Right now, the shuttle is our only vehicle for getting humans into space, and the space station is their only destination. For now, keep them on life support. We dare not let them die completely lest we lose for decades the will to do anything at all in space. But a radically toned down shuttle and space station program should be a holding action as we prepare for a return to our true destiny: leaving Earth, not spinning around it. When we take the risk of sending people through that first 150 miles of terror, of killing atmosphere and gravity, it should be worth it. It should be for going farther and deeper into the glory regions. It should be for the great journeys: returning to the moon, establishing a permanent lunar presence and sending a human expedition to Mars.
What most people don’t realize is that today these things are doable. It makes a lot more sense than low Earth orbit, which is the limit of the horizon for both the shuttle and the space station. Low Earth orbit, after all, is a desert. There’s nothing there. It’s literally a vacuum. You have to support everything by hauling it up and bringing it back. On the moon and on Mars you can live off the land. There’s limited gravity to anchor you. There’s soil. And most blessedly, there’s water, which is the stuff of both life and power: oxygen for life support, hydrogen for propellant. All the necessities can be pre-positioned by machines sent ahead so that the humans can travel light. And when you get there, you can build things, mine things, find things, perhaps even grow things—at first a base, then a habitat and then ultimately a civilization.

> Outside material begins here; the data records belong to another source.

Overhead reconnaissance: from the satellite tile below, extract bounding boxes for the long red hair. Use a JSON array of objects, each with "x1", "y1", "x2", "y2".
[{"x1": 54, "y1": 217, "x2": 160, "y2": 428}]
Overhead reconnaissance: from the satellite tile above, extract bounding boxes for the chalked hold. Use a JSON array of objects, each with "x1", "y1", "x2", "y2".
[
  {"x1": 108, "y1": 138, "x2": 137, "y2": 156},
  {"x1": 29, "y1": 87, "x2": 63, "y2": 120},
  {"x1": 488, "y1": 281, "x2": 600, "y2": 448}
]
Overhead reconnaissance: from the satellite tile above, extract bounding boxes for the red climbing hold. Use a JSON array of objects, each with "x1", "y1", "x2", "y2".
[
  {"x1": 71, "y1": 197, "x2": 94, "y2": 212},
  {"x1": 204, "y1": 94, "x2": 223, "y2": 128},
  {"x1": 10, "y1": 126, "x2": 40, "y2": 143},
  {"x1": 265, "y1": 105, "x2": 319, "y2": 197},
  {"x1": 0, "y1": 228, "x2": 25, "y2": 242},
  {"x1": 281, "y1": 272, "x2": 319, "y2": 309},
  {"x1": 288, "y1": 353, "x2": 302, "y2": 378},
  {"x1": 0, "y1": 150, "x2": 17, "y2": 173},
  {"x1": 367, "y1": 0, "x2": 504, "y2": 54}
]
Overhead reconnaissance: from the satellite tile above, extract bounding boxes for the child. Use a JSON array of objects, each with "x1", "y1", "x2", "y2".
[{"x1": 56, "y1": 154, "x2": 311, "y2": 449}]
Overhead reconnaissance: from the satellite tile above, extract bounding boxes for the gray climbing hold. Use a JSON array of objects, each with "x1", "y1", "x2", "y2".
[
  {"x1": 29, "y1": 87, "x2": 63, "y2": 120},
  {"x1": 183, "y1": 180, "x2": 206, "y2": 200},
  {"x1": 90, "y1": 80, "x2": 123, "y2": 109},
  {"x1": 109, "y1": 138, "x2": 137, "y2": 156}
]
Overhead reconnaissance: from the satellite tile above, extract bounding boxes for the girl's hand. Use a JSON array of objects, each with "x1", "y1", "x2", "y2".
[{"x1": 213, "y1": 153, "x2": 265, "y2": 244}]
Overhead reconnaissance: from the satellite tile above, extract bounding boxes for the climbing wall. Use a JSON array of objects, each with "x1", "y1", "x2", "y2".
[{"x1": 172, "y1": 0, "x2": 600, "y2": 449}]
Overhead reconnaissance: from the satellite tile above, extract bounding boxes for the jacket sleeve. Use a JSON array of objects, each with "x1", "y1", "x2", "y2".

February 2003 is not the time for a president to propose such a vast new enterprise. We have just watched our current space technology fall to Earth. Moreover, we are in economic hard times. We are in the midst of war. We have terrestrial dangers that call upon us right now. But this moment will pass. And when it does, it will be time for real leadership to point us, as John Kennedy did, upward and outward.
To glory. That, in the end, was Kennedy’s purpose. That, in the end, is the only purpose that will sustain popular support for space. Yes, then as now, there will be the usual chorus pointing out that we have problems on earth that demand our attention and resources before we go adventuring. But this complaint is disingenuous: These problems, being perennial, are a perennial excuse for going nowhere, for dreaming nothing.
The real objection comes from those who simply can’t understand why we need to venture into the void in the first place. The cheap, disgraceful answer to such an objection is to dangle Tang and Teflon and tout the great spinoffs. That misses the point and, by the way, misrepresents the facts. There’s not a crystal we will ever grow in space—no matter how perfect—that will ever justify the billions of dollars and the dozens of lives it will have cost. At this point in human history it is no more practical to go into space than it was for the Wright brothers to zip around Kitty Hawk. The plain fact is that we are not doing this for the utility but for the romance.
And that is reason enough. You and I are the improbable winners of the most miraculous intergenerational lottery: After uncounted generations of human beings, we have the unique privilege of living in a time when man has the capacity to travel to other worlds. Anyone who can remain unhumbled by the majesty of the enterprise, dead to the transcendent promise of his own time, should have his citizenship in the 21st century revoked. The rest of us need to get to work—on a new space program, revised, revived and back on course.